Quick Answer

The RX 9070 XT comprehensively beats the RTX 3060 in ray tracing performance in 2026. AMD's RDNA 4 architecture delivers 2-3x the ray tracing throughput of the RTX 3060's Ampere RT cores, making the RX 9070 XT the clear winner in ray tracing head-to-head comparisons across all current titles.

Ray tracing has historically been an area where NVIDIA's dedicated RT core hardware held a decisive advantage over AMD GPUs. With RDNA 4, AMD fundamentally redesigned their ray tracing hardware, and the RX 9070 XT closes or erases that gap in a meaningful way. For South African gamers considering either card - the RX 9070 XT sits at a significantly higher price tier in the SA market - this comparison focuses on whether the ray tracing premium is justified in 2026.

Architecture Differences in Ray Tracing Hardware

The RTX 3060 uses NVIDIA's second-generation RT cores from the Ampere architecture, which handle bounding volume hierarchy (BVH) traversal and ray-triangle intersection in dedicated hardware. This was a major leap over software ray tracing when it launched. The RX 9070 XT uses AMD's third-generation ray accelerators in RDNA 4, which AMD redesigned from the ground up compared to RDNA 3. The new ray accelerators in RDNA 4 deliver substantially higher rays-per-second throughput and improved efficiency per compute unit. In synthetic ray tracing benchmarks like those in 3DMark, the RX 9070 XT scores approximately 2.5 to 3 times higher than the RTX 3060, reflecting a genuine architectural generational difference rather than a marginal improvement.

Real Game Ray Tracing Performance

In games with ray-traced reflections and ambient occlusion - titles like Cyberpunk 2077, Alan Wake 2, Control, and newer 2025-2026 releases - the performance gap is substantial.
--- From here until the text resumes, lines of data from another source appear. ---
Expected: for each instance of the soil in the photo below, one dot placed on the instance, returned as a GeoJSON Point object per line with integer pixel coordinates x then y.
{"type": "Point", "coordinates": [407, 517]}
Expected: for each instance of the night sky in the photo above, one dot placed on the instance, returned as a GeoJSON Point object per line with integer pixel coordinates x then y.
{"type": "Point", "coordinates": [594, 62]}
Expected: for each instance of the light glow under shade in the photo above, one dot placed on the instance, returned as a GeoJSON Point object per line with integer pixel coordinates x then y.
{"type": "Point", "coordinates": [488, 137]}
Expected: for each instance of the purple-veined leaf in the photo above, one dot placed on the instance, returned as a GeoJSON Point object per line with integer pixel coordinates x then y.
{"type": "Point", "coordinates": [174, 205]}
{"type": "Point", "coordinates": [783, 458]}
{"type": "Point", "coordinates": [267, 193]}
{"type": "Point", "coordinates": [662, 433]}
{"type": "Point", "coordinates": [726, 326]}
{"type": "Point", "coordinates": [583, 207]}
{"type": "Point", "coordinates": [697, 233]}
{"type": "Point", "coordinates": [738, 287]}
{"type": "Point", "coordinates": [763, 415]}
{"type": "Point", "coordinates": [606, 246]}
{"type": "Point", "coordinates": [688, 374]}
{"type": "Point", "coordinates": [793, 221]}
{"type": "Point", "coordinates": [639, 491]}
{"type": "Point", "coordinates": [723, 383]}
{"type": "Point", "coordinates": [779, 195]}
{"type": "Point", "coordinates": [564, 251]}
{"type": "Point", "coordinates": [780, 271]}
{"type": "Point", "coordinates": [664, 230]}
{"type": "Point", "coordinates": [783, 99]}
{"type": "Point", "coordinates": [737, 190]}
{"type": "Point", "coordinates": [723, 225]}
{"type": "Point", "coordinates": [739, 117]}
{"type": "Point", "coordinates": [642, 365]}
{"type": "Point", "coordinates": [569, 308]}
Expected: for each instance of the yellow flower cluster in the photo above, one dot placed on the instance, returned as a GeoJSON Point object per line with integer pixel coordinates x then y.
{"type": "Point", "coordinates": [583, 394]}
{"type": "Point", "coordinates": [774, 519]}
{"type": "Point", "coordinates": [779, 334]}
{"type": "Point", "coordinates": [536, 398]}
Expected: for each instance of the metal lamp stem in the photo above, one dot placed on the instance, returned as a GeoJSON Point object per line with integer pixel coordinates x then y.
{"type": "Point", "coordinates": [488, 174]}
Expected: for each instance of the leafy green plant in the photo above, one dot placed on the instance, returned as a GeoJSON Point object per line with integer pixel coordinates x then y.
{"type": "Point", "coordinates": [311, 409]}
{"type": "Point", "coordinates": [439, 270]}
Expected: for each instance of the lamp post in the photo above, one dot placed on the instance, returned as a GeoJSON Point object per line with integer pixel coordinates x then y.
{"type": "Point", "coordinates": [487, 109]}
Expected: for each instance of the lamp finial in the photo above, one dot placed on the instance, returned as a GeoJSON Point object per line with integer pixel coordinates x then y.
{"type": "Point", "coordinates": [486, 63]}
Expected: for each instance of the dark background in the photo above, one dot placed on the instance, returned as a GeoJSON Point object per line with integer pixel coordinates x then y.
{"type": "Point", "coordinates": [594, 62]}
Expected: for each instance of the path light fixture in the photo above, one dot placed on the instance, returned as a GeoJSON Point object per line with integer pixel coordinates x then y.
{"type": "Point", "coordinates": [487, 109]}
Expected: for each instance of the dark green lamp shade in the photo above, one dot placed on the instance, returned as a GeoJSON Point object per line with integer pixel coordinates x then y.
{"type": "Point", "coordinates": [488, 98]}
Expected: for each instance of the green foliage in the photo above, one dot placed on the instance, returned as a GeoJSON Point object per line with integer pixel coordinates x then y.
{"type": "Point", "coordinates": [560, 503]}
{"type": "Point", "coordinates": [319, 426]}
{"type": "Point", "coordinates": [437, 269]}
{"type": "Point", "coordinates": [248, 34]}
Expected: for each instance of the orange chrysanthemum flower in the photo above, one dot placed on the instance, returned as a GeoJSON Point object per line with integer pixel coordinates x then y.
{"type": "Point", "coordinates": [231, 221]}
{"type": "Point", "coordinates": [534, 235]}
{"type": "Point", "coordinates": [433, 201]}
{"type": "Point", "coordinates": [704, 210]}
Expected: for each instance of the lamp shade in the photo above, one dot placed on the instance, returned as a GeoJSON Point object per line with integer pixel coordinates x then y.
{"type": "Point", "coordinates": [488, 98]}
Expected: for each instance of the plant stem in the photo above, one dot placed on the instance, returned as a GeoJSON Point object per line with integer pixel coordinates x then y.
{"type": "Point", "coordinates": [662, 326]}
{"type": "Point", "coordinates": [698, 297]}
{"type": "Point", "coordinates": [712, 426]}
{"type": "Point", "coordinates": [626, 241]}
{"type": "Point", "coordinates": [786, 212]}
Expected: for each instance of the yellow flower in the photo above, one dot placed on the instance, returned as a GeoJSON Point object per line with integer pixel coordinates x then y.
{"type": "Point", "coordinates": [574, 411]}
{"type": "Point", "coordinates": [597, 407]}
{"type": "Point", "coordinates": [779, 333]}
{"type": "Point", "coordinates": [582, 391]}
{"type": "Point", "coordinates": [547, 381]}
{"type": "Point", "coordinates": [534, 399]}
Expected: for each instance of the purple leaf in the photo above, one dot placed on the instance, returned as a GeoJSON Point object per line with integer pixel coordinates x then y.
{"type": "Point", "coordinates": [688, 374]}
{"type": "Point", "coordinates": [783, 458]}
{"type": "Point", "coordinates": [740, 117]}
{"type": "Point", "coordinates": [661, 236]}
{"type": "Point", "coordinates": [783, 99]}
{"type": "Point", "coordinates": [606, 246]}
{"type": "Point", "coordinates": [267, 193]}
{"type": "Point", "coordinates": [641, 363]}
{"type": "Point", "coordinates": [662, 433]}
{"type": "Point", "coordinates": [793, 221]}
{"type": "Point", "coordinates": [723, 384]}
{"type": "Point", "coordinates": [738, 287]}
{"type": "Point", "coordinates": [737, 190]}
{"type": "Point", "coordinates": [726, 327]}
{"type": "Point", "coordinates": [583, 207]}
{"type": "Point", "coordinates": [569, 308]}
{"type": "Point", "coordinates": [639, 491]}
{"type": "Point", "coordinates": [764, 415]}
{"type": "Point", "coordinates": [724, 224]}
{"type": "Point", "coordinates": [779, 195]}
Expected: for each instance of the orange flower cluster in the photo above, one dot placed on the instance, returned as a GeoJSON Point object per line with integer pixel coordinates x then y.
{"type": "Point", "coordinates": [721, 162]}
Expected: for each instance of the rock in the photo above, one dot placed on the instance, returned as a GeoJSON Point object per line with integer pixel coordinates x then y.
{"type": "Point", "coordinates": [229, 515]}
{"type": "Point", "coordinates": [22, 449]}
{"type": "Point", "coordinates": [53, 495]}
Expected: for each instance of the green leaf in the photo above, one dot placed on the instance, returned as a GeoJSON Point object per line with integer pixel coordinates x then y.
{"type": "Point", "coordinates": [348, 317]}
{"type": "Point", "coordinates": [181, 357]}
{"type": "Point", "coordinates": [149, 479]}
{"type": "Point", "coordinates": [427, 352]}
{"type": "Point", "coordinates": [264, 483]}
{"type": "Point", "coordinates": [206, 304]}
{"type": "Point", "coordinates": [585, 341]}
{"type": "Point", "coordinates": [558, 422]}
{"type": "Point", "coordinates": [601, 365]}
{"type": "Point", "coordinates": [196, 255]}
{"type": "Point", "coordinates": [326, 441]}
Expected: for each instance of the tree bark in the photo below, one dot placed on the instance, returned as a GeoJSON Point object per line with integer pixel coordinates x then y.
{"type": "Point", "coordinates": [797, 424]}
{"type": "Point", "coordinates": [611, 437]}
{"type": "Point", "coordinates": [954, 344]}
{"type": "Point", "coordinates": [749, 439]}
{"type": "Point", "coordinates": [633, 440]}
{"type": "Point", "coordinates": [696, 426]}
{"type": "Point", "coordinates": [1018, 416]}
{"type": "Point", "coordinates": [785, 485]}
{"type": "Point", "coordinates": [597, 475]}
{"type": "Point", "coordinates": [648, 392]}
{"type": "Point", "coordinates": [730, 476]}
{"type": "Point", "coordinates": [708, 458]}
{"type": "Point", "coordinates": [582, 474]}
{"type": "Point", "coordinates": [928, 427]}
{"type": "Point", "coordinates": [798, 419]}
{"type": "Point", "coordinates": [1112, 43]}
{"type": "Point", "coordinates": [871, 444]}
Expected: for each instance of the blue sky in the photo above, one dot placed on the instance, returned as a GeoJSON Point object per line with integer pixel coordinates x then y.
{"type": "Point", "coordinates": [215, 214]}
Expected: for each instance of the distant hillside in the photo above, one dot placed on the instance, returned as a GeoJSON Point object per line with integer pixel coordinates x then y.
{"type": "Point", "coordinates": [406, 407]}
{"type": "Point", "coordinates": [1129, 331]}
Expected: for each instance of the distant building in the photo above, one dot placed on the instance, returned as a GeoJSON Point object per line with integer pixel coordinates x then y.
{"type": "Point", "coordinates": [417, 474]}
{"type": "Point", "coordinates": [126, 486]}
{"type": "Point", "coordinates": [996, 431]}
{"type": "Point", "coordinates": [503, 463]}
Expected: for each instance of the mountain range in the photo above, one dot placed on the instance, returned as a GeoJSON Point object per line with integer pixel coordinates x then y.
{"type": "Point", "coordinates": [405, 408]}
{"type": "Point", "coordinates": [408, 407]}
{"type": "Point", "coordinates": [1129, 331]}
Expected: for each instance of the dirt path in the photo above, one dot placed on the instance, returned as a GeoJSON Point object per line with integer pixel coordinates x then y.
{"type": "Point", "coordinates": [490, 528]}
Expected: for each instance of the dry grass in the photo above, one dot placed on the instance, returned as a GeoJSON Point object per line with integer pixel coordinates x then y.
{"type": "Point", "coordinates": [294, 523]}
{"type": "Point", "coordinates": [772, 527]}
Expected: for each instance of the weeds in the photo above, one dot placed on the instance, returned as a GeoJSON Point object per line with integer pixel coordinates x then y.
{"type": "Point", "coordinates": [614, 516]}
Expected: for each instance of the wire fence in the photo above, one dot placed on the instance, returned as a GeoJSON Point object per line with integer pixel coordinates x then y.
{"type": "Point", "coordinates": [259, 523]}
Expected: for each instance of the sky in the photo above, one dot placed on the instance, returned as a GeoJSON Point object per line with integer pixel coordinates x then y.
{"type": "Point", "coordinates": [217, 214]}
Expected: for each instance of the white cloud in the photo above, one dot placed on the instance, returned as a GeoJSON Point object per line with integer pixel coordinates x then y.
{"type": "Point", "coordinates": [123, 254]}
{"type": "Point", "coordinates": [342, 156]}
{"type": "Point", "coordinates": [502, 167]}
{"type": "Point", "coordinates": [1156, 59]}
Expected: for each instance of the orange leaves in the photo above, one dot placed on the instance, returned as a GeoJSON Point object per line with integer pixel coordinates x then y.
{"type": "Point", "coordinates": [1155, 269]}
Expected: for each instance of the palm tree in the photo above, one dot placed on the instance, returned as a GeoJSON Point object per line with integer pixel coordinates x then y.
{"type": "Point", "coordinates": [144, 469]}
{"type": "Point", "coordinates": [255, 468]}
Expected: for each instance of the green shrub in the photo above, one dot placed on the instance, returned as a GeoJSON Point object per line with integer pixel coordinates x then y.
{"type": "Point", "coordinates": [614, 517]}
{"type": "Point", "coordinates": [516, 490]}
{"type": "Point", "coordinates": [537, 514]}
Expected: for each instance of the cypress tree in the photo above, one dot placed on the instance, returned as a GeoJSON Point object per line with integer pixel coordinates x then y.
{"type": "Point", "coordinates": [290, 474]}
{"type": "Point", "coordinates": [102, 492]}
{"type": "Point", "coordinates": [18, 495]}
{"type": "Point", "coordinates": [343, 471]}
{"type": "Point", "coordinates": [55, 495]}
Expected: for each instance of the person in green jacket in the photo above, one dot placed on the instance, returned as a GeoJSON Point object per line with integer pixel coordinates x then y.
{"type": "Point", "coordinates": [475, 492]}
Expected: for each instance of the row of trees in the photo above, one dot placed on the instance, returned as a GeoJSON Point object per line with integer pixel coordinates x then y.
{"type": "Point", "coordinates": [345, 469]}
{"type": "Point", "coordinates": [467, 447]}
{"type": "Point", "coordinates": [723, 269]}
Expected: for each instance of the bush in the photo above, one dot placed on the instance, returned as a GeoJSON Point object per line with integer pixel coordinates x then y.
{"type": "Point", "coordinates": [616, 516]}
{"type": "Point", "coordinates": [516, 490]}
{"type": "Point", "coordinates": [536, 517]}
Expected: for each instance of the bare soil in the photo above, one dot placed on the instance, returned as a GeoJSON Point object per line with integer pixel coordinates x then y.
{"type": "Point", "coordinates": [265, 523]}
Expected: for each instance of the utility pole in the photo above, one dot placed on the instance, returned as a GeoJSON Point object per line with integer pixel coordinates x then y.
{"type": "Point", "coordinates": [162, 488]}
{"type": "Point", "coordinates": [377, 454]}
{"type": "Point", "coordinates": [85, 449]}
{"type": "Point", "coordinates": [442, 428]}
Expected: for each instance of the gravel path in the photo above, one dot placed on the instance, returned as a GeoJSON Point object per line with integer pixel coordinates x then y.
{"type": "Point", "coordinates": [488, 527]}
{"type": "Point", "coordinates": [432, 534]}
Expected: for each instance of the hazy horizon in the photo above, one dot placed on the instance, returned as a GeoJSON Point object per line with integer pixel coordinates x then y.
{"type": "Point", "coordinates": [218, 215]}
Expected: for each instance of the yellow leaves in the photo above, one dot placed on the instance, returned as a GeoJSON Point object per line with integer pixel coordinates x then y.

At 1440p with ray tracing enabled at medium-high settings, the RX 9070 XT achieves 60-80 FPS in Cyberpunk 2077 path tracing with FSR 4 Quality upscaling, while the RTX 3060 struggles to maintain 30 FPS in the same scenario even with FSR. At standard ray tracing (not path tracing), the RX 9070 XT runs 1440p high ray tracing settings at 70-90 FPS, where the RTX 3060 manages 35-50 FPS. The RTX 3060 can run ray tracing in less demanding games at 1080p with medium ray tracing settings, but the RX 9070 XT handles every ray tracing scenario the RTX 3060 can manage and extends viability to workloads the older card cannot sustain.

Upscaling Support: FSR 4 vs DLSS 3

One important consideration in ray tracing comparisons is upscaling technology. NVIDIA DLSS 3 with Frame Generation is available on RTX 3060, though Frame Generation specifically requires RTX 40 series or newer - the RTX 3060 only has access to DLSS 2 (Super Resolution). AMD's FSR 4 is available on the RX 9070 XT and delivers competitive image quality to DLSS 3 Super Resolution. In ray tracing workloads, both cards benefit substantially from upscaling. The key difference is that the RX 9070 XT's higher native ray tracing performance means it enters upscaling at a higher base frame rate, resulting in a better quality and smoother output when FSR 4 is applied.

Value Consideration for SA Buyers

The RX 9070 XT commands a significant price premium over the RTX 3060 in South Africa in 2026 - these are not directly competitive price-tier cards. The RTX 3060 occupies the entry-to-mid range, while the RX 9070 XT is a mid-to-upper range GPU. The ray tracing comparison is therefore not just about raw performance but about whether a buyer stepping up from an RTX 3060 budget gets sufficient improvement to justify the outlay. For players who prioritise ray tracing in titles that support it well, the improvement is dramatic. For players who prefer competitive titles with ray tracing disabled entirely, the RX 9070 XT's rasterisation advantage is also meaningful but the ray tracing comparison alone does not capture the full picture.

Frequently Asked Questions

Q: Can the RTX 3060 run ray tracing at 1080p in newer games? A: Yes, the RTX 3060 handles ray-traced ambient occlusion and reflections at 1080p medium settings in most titles, though frame rates drop significantly compared to rasterisation-only modes. Path tracing is not practical on the RTX 3060 in demanding titles.

Q: Does the RX 9070 XT support ray tracing in all games that the RTX 3060 supports? A: Yes. DirectX Raytracing (DXR) and Vulkan ray tracing are industry standards supported by both cards. The RX 9070 XT does not support NVIDIA-specific ray tracing features like RTX Direct Illumination, but standard DXR ray tracing in all major titles is fully supported.

Q: Is ray tracing worth enabling in 2026 games if performance drops significantly? A: For most players, enabling ray tracing at a mode that maintains smooth frame rates (using upscaling to compensate) is worth it visually. Full path tracing requires very high-end hardware to run smoothly, but standard ray-traced reflections and shadows add meaningful visual quality at a more manageable performance cost on the RX 9070 XT.

Q: How does AMD FSR 4 compare to DLSS on these two cards for ray tracing scenarios? A: FSR 4 on the RX 9070 XT delivers competitive image quality to DLSS 3 Super Resolution. The RTX 3060 uses DLSS 2 which is older but still respectable. In practice, both upscaling solutions recover significant performance in ray tracing workloads, but the RX 9070 XT's higher native performance means FSR 4 has a stronger base to work from.